In this study, we extracted the expression amount of lncRNAs regulating immune gene expression in COAD patients. The results of univariate Cox analysis showed that 34 immune-related lncRNAs were significantly associated with the survival time of patients with COAD, which is consistent with our view that lncRNAs may be involved in the regulation of the body’s antitumor immune process. The results of multivariate Cox regression showed that the formula containing 14 immune-related lncRNA expressions could well distinguish patients with good prognosis from those with poor prognosis. This index has advantages over widely used clinical stages, T stage, N stage, M stage, and age. We believe that this formula can improve the management of patients with COAD.

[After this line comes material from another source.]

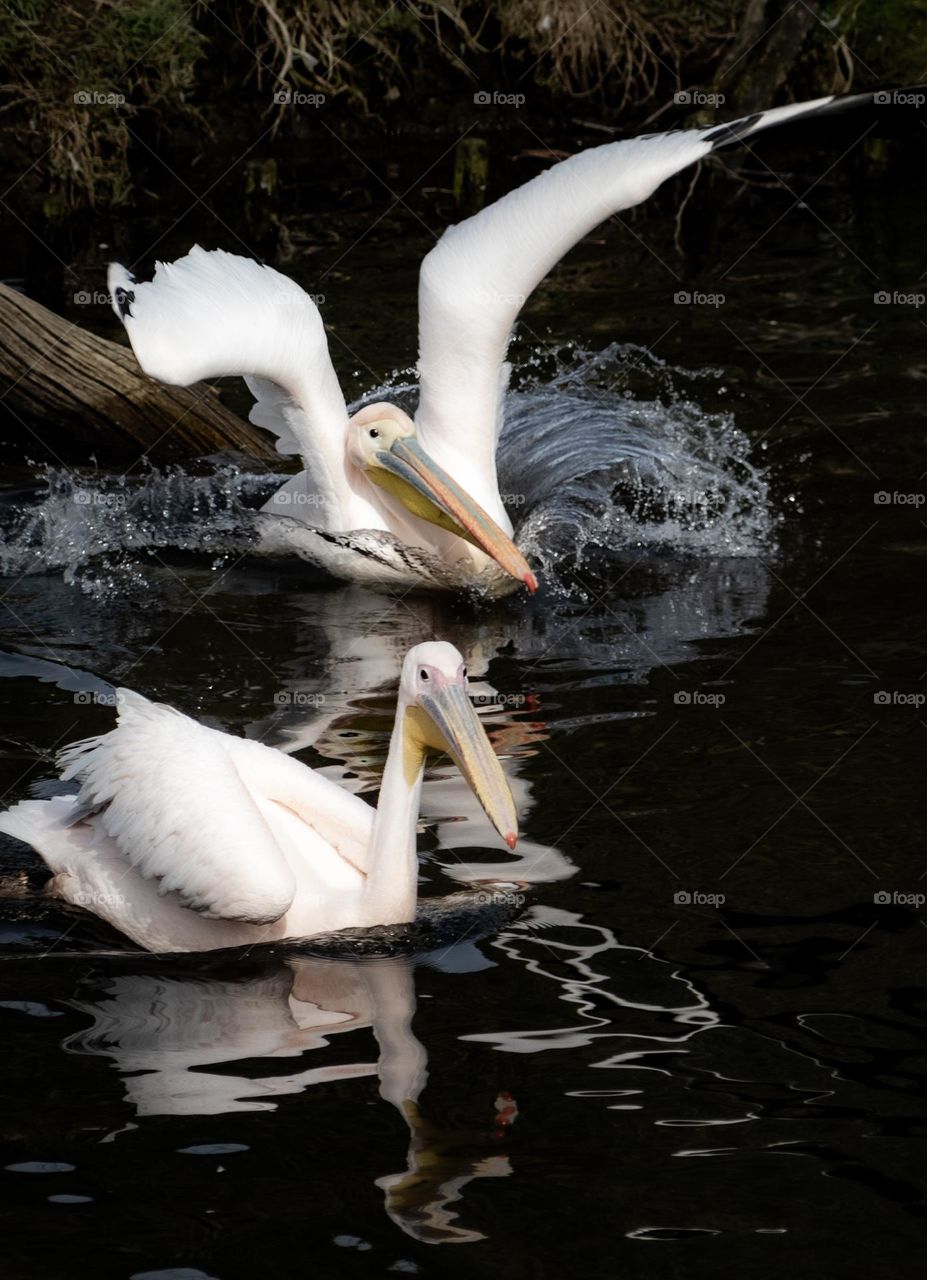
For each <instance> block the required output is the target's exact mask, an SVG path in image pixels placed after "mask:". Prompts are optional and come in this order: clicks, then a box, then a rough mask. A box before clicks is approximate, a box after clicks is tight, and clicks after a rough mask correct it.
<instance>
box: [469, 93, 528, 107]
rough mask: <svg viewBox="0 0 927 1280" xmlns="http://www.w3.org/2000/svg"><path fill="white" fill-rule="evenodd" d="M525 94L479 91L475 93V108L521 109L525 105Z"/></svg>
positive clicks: (474, 95) (474, 96) (474, 104)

Among 14 immune-related lncRNAs, EIF3J-AS1 was reported to promote COAD cell proliferation and inhibit apoptosis [12]. Our study found that EIF3J-AS1 was associated with the expression of immune genes in COAD, and its high expression predicted shorter survival time. LINC01503 and LINC02474 were confirmed to be associated with the survival of COAD in bioinformatics-based studies [13, 14], and LINC01503 could regulate the expression of miR4492/FOXK1 signaling which promotes proliferation and invasion of cells of COAD [15]. MIR210HG has been experimentally demonstrated to promote proliferation and invasion of tumor cells in hepatocellular carcinoma, non-small-cell lung cancer, breast cancer, cervical cancer, osteosarcoma, and other tumors. Its high expression is associated with poor prognosis of cancer patients [1620]. He et al. and Ruan et al. found that they also predicted poor prognosis in COAD [21, 22], which is consistent with the results of our study, suggesting that our prediction of their survival in COAD is reliable. The remaining lncRNAs have not been studied in COAD to our knowledge, and we found that they are also associated with the survival of patients with COAD. Their association with clinical stage, T stage, M stage, and N stage also suggests that they may contribute to the malignant development of COAD. Their roles and mechanisms in tumors are still unknown, and we look forward to future experimental studies on their roles in COAD that will show us their mechanisms in COAD and their role in tumor immune response, which we believe will be helpful and complementary to tumor immunotherapy.

5. Conclusion

This study identified 329 immune-related lncRNAs in colon adenocarcinoma. And 34 prognosis-related lncRNAs were obtained by univariate Cox regression. The risk score calculated by 14 immune-related lncRNAs was identified as an independent prognostic factor. Compared with clinical stages, T stages, N stages, M stages, and age, the risk score is the best in predicting poor prognosis of patients. The identification of prognostic immune-related lncRNAs and the discovery of the relationship between these lncRNAs and prognosis of COAD may provide a new direction for future research and provide a new target for a molecular targeted therapy of COAD.

Data Availability

The data used in this study are from open public databases, and how to obtain them has been explained in the manuscript.

Conflicts of Interest

The authors declare that they have no conflicts of interest.